Yes. Council tax is due from the first day a property is empty and no tenant is liable. If it's unfurnished, you'll usually pay the standard charge for the band, with an empty-homes premium of up to 100% available to councils after a year, rising to 200% after five years and 300% after ten. If it's furnished, it may count as a second home and attract a premium of up to 100% straight away where the council has adopted it.
How long can a property be empty before a council tax premium applies?

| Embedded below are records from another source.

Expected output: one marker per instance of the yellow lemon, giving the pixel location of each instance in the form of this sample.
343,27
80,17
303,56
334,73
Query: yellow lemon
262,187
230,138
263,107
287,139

For an unfurnished empty home, the premium can start after one year in England. A furnished property treated as a second home can face the premium with no grace period. Certain exceptions, such as a property actively marketed to let or undergoing major repairs, can hold the premium off for up to 12 months.
Can I avoid the second-home premium by unfurnishing the property?
Possibly. A substantially unfurnished property is treated as a long-term empty rather than a second home, so the premium only starts after a year instead of immediately. Whether that saves money depends on how long the void lasts and the cost of storing and replacing furniture. Always check your council's policy.
Do I pay council tax on an HMO even when it's full?
Yes. For a house in multiple occupation the owner is liable for council tax regardless of occupancy, because the tenants hold separate agreements rather than one joint tenancy. The exception is an all-full-time-student HMO, which is generally exempt.
Can I claim council tax against my rental income?
Yes, where you genuinely pay it as part of running the let, such as during void periods or on an HMO. It's an allowable expense against rental profits. You can't claim it once the tenant is liable and pays the council direct. Keep the bills and payment records.
Does putting a property up for sale stop the council tax premium?
It can. A property actively marketed for sale is excepted from the premium for up to 12 months, provided you can evidence the marketing. You still pay the standard council tax charge until completion, and a furnished empty home can still be classed as a second home if the exception doesn't apply.